Pflueger was fine with everyone seeing his tears and hearing his words.

“The thing about emotions is, I don’t think they’re a bad thing at all,” he said. “I love them. They really make you feel a lot of life’s joy and every single type of one — sadness, happy. I don’t like to show them, but I like feeling them.

“Today was something special for me. I felt every type of emotion out there. It was probably one of the most special days of my life.”

Standing nearby, his suit coat long discarded, Brey thought the same thought he has every Senior Day or Senior Night while listening to his veteran guys take the house microphone one more time. It’s not always about wins or losses or finishing inside the top half of the league standings in this program. Yeah, you better win and win a lot or there will be vitriol.

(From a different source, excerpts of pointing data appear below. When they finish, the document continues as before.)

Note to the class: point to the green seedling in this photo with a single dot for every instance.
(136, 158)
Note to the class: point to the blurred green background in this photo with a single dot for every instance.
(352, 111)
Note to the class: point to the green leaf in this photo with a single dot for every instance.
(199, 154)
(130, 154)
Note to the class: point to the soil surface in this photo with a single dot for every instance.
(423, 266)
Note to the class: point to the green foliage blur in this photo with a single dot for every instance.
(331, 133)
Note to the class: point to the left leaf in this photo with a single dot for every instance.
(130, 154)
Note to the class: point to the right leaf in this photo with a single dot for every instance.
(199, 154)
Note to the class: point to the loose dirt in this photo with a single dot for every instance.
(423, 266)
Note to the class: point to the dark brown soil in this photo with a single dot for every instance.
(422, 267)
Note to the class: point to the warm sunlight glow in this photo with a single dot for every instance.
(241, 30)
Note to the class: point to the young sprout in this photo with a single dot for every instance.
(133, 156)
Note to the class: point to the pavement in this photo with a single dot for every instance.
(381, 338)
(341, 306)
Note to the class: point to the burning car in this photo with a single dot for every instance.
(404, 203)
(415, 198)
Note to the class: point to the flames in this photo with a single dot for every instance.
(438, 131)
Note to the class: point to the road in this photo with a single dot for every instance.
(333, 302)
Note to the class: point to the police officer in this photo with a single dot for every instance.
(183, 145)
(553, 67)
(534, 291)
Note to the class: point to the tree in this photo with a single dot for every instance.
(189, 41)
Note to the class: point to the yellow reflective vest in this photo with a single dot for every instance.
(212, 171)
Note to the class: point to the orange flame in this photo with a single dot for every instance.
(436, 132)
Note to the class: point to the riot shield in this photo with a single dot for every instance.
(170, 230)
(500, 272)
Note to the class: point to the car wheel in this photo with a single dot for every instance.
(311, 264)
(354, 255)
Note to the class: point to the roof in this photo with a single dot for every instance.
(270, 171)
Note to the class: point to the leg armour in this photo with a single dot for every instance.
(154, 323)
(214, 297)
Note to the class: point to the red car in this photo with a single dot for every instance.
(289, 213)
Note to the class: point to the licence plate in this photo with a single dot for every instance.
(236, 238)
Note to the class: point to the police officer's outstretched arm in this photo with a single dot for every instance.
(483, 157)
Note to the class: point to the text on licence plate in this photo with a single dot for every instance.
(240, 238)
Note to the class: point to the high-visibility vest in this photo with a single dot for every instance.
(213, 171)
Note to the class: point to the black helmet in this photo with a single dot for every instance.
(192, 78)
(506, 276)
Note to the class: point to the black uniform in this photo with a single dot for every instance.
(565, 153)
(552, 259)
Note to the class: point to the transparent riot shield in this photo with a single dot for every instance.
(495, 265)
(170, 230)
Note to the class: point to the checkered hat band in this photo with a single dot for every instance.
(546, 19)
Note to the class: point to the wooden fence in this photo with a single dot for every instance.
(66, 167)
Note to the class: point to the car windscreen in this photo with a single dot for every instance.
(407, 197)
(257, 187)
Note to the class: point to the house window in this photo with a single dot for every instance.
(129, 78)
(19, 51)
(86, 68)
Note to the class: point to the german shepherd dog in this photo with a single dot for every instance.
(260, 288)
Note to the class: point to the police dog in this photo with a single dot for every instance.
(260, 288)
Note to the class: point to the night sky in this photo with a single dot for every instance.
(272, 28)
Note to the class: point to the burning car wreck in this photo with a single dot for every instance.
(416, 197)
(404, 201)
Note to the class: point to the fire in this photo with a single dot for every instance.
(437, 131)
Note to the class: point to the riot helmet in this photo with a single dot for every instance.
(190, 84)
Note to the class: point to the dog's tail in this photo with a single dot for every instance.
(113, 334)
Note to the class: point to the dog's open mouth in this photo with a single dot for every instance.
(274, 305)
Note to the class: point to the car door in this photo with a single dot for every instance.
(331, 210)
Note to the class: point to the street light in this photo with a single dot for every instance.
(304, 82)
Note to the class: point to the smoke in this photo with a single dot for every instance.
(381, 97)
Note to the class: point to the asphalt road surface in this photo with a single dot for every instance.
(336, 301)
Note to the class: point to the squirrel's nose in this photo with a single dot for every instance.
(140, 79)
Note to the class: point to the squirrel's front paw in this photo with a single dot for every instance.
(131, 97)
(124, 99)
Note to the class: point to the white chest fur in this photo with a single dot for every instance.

Sometimes, as in the case of the last three seasons, a lot of it.

But go to Notre Dame and it’s about so much more. It’s about how Gibbs and Mooney and Pflueger each carried themselves when it was time to speak. They did it with class. They did with confidence. They did it in style. That they were also able to do it after a win, yeah, that was even better.

“When they speak and express themselves, it’s really what our program and our university and our mission’s all about,” Brey said. “To see the three of them get up on the microphone and talk from the heart with class, I said to our young guys, that’s what our program’s all about.”

Brey even opened his presser with a little levity. No rants. No prolonged awkward silences. No clipped responses or long pauses. We’ve endured enough of those.

Brey circled back to the long-standing break-even mark joke that floats every fall and that so many take so seriously. On Saturday, the Irish finally got to 10-10, the first time under him they’ve actually finished .500 in league play.

“We finally did it in my 20th year,” Brey said. “Of course 14 of those, we had a winning (league) record. Anyways, I was thinking about that all week.”

It was a long regular-season, but the Irish also have come a long way from last season. Many want to dismiss that. Pretend that it didn’t happen. Last place last year. Seventh place this year. Three league wins to 10. An increase of seven. That’s pretty impressive. Take that and run with it, however long that run lasts next week in North Carolina at the ACC tournament.

“We’ll go to Greensboro and let it rip, man,” Brey said. “What the heck.”

VIRGINIA TECH (56): Horne 5-9 0-0 14, Alleyne 2-5 4-4 9, Bede 1-2 0-0 2, Radford 4-8 0-0 8, Nolley 3-12 0-2 7, Cattoor 4-7 0-0 12, Cone 0-8 0-0 0, Wilkins 2-7 0-0 4, Ojiako 0-0 0-0 0. Totals 21-58 4-6 56.

NOTRE DAME (64): Durham 1-5 0-0 2, Mooney 2-8 2-2 7, Gibbs 7-12 3-3 22, Hubb 2-6 1-3 6, Pflueger 2-6 2-2 7, Goodwin 6-12 0-0 13, Laszewski 3-4 0-1 7, Djogo 0-1 0-0 0. Totals 23-54 8-11 64.

Halftime_Notre Dame 28-17. 3-Point Goals_Virginia Tech 10-32 (Cattoor 4-7, Horne 4-8, Alleyne 1-2, Nolley 1-5, Wilkins 0-3, Cone 0-7), Notre Dame 10-26 (Gibbs 5-8, Laszewski 1-2, Mooney 1-3, Goodwin 1-4, Hubb 1-4, Pflueger 1-4, Djogo 0-1). Rebounds_Virginia Tech 27 (Horne, Radford 7), Notre Dame 42 (Mooney 13). Assists_Virginia Tech 12 (Bede 5), Notre Dame 14 (Hubb 6). Total Fouls_Virginia Tech 14, Notre Dame 6.

Notre Dame seniors T.J. Gibbs, left, and Rex Pflueger (0) hug as they come off their home court for the final time during Saturday’s victory over Virginia Tech.
Notre Dame’s T.J. Gibbs (10) goes up for a shot as Virginia Tech’s Hunter Cattoor defends during the second half of Saturday’s game in South Bend, Ind. Notre Dame won 64-56.
Notre Dame’s Juwan Durham (11) grabs a rebound over Virginia Tech’s Tyrece Radford (23) during the first half of Saturday’s game in South Bend.